Sustainability students explain the new trash bin system

At first glance, it may seem like a strange sustainability initiative to increase the size of waste bins in the student dorms at UC Berkeley, but a successful pilot program has recently proven otherwise. 

Proper waste sorting has been an ongoing issue that Berkeley has been trying to tackle. Last year, Grace Martin, a recent 2021 graduate, performed waste audits at one of the campus dorms as research for her thesis on whether an educational intervention would have an impact on students’ waste sorting habits. Martin’s research revealed there were no significant changes in sorting after the implementation of an education program. The results signaled there were other barriers residents were facing. 

“[This] really lit a flame under my department to look at the infrastructure in which we are providing students opportunities on how to sort their waste,” explains Sustainability Coordinator Samantha Lubow. 

Lubow realized that it was not a lack of awareness but an inconvenience that was preventing students from participating in proper waste sorting.

The previous residential waste disposal system consisted of a mixed paper bin with a small landfill section and a separate compost bin for each room. In addition, one important revelation from the study was that students no longer had as much paper to recycle because they now mainly rely on electronic copies.

“What we also noticed, especially after the pandemic, is that takeout containers needed to be able to fit in the bins and the old bins were not large enough,” explains Lubow. “Although we use reusable containers in the dining hall, we can’t deny that students are still going out to eat. Our study showed a bulk of the waste was coming from takeout containers.”
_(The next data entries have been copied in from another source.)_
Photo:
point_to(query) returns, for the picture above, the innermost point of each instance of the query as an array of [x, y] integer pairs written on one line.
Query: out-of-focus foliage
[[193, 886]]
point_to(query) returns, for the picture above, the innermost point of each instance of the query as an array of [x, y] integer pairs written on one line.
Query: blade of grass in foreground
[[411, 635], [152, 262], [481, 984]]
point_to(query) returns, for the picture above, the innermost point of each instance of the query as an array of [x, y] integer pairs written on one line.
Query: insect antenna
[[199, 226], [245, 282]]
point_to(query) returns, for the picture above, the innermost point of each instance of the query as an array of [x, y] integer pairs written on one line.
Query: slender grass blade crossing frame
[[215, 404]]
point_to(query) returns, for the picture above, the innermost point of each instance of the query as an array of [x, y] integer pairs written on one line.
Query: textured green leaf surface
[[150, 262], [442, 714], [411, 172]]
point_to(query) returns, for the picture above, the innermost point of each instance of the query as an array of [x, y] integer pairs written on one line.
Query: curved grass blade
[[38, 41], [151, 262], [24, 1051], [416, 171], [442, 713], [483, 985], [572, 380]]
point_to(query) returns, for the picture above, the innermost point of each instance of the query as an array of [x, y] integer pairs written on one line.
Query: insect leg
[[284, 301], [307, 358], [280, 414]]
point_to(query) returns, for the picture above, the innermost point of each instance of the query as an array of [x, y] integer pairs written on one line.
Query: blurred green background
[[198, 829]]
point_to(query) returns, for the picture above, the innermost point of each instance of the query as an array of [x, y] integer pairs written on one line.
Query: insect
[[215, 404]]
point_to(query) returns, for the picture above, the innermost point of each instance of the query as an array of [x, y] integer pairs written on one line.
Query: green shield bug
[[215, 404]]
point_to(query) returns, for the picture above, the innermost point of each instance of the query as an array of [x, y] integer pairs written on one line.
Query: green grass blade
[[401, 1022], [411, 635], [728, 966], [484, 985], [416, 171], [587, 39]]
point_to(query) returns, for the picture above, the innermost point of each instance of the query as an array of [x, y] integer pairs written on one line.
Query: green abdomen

This fall, new bins were placed in all Unit 3 and Beverley Cleary residence rooms as part of the pilot program launched by Lubow’s team. Through support from Pepsi, they were able to purchase 600 new bin sets. The new system eliminates the size limitations from the previous system to help address proper sorting habits so the campus can divert as much waste from landfills as possible. 

The pilot bin set consists of a larger compost, cans and bottles, and garbage bins stacked together in a tier to meet the updated needs of residents. The design not only fits better with the students’ lifestyles but also accommodates for the limited space in dorm rooms. 

The team also created a waste sorting guide that was distributed to residents. The guide provides details on how to properly sort waste. In addition, updated sorting information was provided to students during Golden Bear Orientation. 

Waste sorting guide for recycle, landfill, and compost bin

Feedback for the new bins has been overwhelmingly positive among Unit 3 residents. Initially, Lubow’s team was concerned that the bins were too big, but when they surveyed 100 residents, 61.2% of the participants thought the bins were just the right size and zero respondents thought the bins were too large. 

Following the success of the pilot program, Lubow’s team has already purchased new bins for university-owned apartments and plans to implement the bins across all student housing by next fall. 

“The UC System is really setting the standards for higher education and the industry for strict sustainability goals,” says Lubow. “We are working with limited resources to support these goals, so [campus] partners have the opportunity to work with our institution and our students.”

The support of on-campus partners, like Pepsi, that hold a shared interest in sustainability can help make campus goals and initiatives possible. Pepsi is not new to supporting UC Berkeley’s sustainability programs. In the past, the company has provided recycling bins and support for various sustainability-focused initiatives with Cal Zero Waste and Cal Athletics. The company also recently launched pep+ (PepsiCo Positive), a strategic end-to-end transformation to “drive positive action for the planet and people.”

“Gen Z will become our planet’s largest generation and is full of our future leaders, so it is critical that we give them tools and knowledge to understand how they can accelerate,” affirms Pepsi. “Having partners like UC Berkeley that share a similar vision is critical; neither partner can do it on our own, we must and will partner to build a better future.”